Ese empate técnico entre seis equipos resume el pulso de la temporada: nadie puede sentirse a salvo ni siquiera ocupando puestos de ascenso directo.
Dos puntos separan al líder del tercer clasificado: nunca ascender fue tan incierto. En la parte baja, un tropiezo puede condenar a la Primera RFEF
El Deportivo, entre la ilusión y la responsabilidad
Para el Deportivo de La Coruña, la clasificación es un espejo que refleja esperanza, pero también responsabilidad. El equipo gallego ocupa posiciones de privilegio, tercero con 60 puntos en 34 jornadas, con una diferencia de goles favorable y un rendimiento constante que lo ha mantenido en la élite de la categoría desde el inicio del curso.
No se trata solo de una cuestión deportiva. En Riazor se ha instalado una expectativa que va más allá de los números: el regreso a Primera División simbolizaría la culminación de una reconstrucción institucional y emocional que comenzó tras el descenso y los años en categorías inferiores.
Pero esa ilusión tiene una contrapartida evidente: en una liga tan ajustada, cualquier tropiezo puede cambiar la narrativa en cuestión de días. Un empate en casa o una derrota ante un rival directo no solo resta puntos, sino que fortalece a quienes persiguen el mismo objetivo.

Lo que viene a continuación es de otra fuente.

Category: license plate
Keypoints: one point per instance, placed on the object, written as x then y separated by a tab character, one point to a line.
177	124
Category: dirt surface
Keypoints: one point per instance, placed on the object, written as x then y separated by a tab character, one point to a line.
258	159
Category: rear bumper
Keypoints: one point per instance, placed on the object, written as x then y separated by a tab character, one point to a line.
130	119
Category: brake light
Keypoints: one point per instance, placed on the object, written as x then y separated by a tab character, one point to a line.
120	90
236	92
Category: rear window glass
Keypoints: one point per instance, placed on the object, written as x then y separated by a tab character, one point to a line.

El ascenso directo, una batalla sin tregua
Si algo define esta Segunda División es la volatilidad de su zona alta. El Deportivo no solo compite contra dos rivales directos por el ascenso automático, sino contra una media docena de equipos que siguen respirando en la nuca.
El formato tampoco concede treguas. Los dos primeros suben directamente, mientras que del tercero al sexto deben afrontar un play-off exigente, donde una temporada brillante puede quedar reducida a dos partidos mal resueltos.

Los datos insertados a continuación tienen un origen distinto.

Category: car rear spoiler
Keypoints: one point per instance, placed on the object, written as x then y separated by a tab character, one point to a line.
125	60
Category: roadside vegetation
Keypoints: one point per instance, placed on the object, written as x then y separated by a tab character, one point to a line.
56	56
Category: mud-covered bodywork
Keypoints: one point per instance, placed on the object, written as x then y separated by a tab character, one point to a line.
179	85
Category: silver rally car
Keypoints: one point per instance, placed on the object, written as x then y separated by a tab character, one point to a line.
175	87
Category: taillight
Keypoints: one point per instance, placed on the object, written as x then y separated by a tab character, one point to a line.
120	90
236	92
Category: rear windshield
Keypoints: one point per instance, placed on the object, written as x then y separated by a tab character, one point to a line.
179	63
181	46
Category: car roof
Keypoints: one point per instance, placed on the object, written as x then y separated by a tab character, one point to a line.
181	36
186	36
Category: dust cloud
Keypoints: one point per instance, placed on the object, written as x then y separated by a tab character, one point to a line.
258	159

Este detalle convierte cada jornada en una prueba psicológica. El Deportivo no puede conformarse con mantenerse en el grupo de cabeza: necesita aspirar al ascenso directo si quiere evitar la incertidumbre de las eliminatorias.
La otra cara: el miedo al descenso
La emoción no se limita a la parte alta. En la zona baja, la tensión alcanza niveles similares. Equipos históricos luchan por evitar una caída que supondría el descenso a Primera RFEF, un golpe económico y deportivo difícil de asumir.
El Real Zaragoza, por ejemplo, se mueve en posiciones comprometidas —19.º con 34 puntos—, junto a Huesca, Mirandés y Cultural Leonesa en una pelea dramática por la permanencia. Los tres tienen 32 puntos. Este domingo, el Mirandés se subió al último tren y desesperó al Zaragoza, ya que los jabatos remontaron el gol inicial de Dani Gómez para volver a soñar con la salvación.
La situación se ha agravado tras derrotas recientes que han frenado cualquier intento de reacción, manteniendo al club aragonés a varios puntos de la salvación y con la necesidad urgente de sumar victorias. Este contraste entre dos históricos de la Primera División —el Deportivo soñando con el ascenso y el Zaragoza luchando por sobrevivir— ilustra el abismo que separa el éxito del fracaso en una competición donde el margen de error es mínimo.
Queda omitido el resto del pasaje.